Auf Helgoland ist man auf diesem Weg schon recht weit. Der Strom für die Insel kommt seit 2009 per Seekabel vom Festland und somit aus dem öffentlichen Netz. Er stammt im windreichen Schleswig-Holstein schon zu einem erheblichen Anteil aus erneuerbaren Energien. Die direkte Versorgung von Helgoland per Windstrom wäre zwar technisch möglich, scheitert bislang aber an regulatorischen Hindernissen sowie Einwänden aus Sicht des Naturschutzes.
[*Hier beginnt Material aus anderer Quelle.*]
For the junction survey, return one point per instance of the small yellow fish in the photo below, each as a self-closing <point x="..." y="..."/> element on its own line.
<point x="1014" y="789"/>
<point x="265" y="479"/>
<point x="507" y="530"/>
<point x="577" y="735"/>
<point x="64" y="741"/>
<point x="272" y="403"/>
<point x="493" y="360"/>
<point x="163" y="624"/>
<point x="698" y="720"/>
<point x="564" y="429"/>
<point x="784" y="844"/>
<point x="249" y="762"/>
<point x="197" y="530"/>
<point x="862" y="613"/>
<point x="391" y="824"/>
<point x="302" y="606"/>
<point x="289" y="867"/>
Versteckte Schätze in der Lauge
Auch bei der Behandlung der zurückbleibenden Salzlösungen zeichne sich seit einigen Jahren ein Paradigmenwechsel bei der Meerwasserentsalzung ab, erklärt Mertes, der seinerzeit Maschinenbau an der Technischen Hochschule in Aachen studiert hat: Man versuche heute, feste Inhaltsstoffe wie Salze und Metalle aus dem Wasser herauszuholen, und das möglichst selektiv. Hierbei konzentrieren sich die Wissenschaftler auf die rund 3,5 Prozent Feststoffe im Wasser. Die entsprechende Technik heißt kapazitive Deionisierung (CDI). »Salze und Metalle, wie zum Beispiel Lithium und Magnesium, haben einen hohen kommerziellen Wert«, so Mertes. »Die lassen sich auf diese Weise gewinnen, und trinkbares Wasser könnte dadurch quasi nebenbei anfallen.«
Mit der CDI-Technologie beschäftigen sich unter anderem Forscher an der Rheinisch-Westfälischen Technischen Hochschule (RWTH) in Aachen. Das Team um Professor Matthias Wessling präsentierte im Jahr 2014 ein Verfahren zur umweltfreundlichen Wasserentsalzung, das auf elektrochemischen Prozessen beruht. Dabei werden neuartige Elektroden eingesetzt, so genannte Flow-Elektroden, die aus Suspensionen positiv und negativ geladener Kohlenstoffpartikel bestehen. »Die Kohlenstoffpartikel der Elektroden binden das im Wasser vorhandene Salz extrem gut«, erklärte Forschungsleiter Wessling damals. »Mit 260 Milligramm Salz pro Gramm Kohlenstoffpartikel liegt der Wert mindestens um den Faktor zehn höher als bei zuvor beschriebenen Prozessen dieser Art.« Für seine Verdienste auf dem Gebiet der Membranforschung, die auch für die Wasserentsalzung unerlässlich ist, erhielt Wessling 2019 den Leibniz-Preis der Deutschen Forschungsgemeinschaft (DFG).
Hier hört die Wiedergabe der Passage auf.